VidAngel, a film and television streaming service based in Provo, announced a major change to its services on Tuesday night.
During a Facebook Live announcement on Tuesday night, VidAngel CEO Neal Harmon announced that the company will launch a new streaming service that gives movie viewers the opportunity to watch filtered Netflix, Amazon and HBO content.
The new service will be available on mobile devices, both iOS and Android, starting tonight. It will later be available on Apple TV, Roku and various other players, Harmon said.
The new service allows users to log into other streaming service accounts and filter content based on options provided by VidAngel.
Interested parties can sign up for the new service on VidAngel's website here. The service will cost $7.99 a month with the first month free.
VidAngel said it received the idea from Disney during court proceedings.
Disney, along with three other Hollywood studios, filed a lawsuit more than six months ago against VidAngel over streaming rights, saying that VidAngel violated copyright law by filtering movies without owning those rights.
VidAngel asked the engineering team to develop a system thereafter.
VidAngel announced these changes in an event in Provo, which was also broadcasted on Facebook Live.
The company's website underwent a significant change at 7 p.m. as well, showing pictures and information about the announcement.
VidAngel’s app also changed, displaying Amazon, Netflix and HBO logos.

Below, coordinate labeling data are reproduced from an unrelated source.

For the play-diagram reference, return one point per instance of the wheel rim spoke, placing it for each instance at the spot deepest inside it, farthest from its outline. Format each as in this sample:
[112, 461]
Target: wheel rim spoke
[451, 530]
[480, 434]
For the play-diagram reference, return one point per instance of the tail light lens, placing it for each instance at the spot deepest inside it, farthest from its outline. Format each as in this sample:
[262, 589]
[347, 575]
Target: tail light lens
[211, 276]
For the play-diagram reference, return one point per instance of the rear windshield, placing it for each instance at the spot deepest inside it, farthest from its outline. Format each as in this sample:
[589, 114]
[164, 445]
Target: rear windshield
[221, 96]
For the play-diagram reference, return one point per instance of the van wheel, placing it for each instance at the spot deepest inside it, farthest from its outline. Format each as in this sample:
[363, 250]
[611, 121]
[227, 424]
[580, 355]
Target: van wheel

VidAngel, a film and television streaming service based in Provo, announced a major change to its services on Tuesday night, allowing users to watch filtered content from Netflix, Amazon and HBO. | VidAngel
The app, which was last updated on June 13, now begins with a loading screen that reads “Watch however the bleep you want.”
The announcement comes despite VidAngel’s ongoing battle over copyright and streaming rights.
Four Hollywood studios sued VidAngel over copyright laws last year. The ongoing court case, which reached the federal court system, led to a federal judge asking VidAngel to stop its streaming system, according to the Deseret News.
As Deadline reported, the old VidAngel “cracked the encryption on discs, then sold and repurchased the content in transactions with consumers who specified edits.” This allowed people to download clean and family-free content for movies, for example, like “The Martian.”
VidAngel said this form of alteration was in line with the Family Movie Act, which gives people the right to pause or mute their votes in hopes that they will be more family-friendly.
Late last week, ClearPlay, another movie filtering service, announced a new tool that allows customer to stream select movies on Amazon.com, according to the Deseret News.
ClearPlay, which allows users to skip and mute scenes that viewers find objectionable, created the new technology alongside Amazon.
Those interested in the ClearPlay tool can download an updated version of Google Chrome and add the filter to their home browser. The service is currently available to the public on amazon.clearplay.com.
The Provo-based company also updated investors on proceedings and answered questions about the company and its ongoing lawsuit.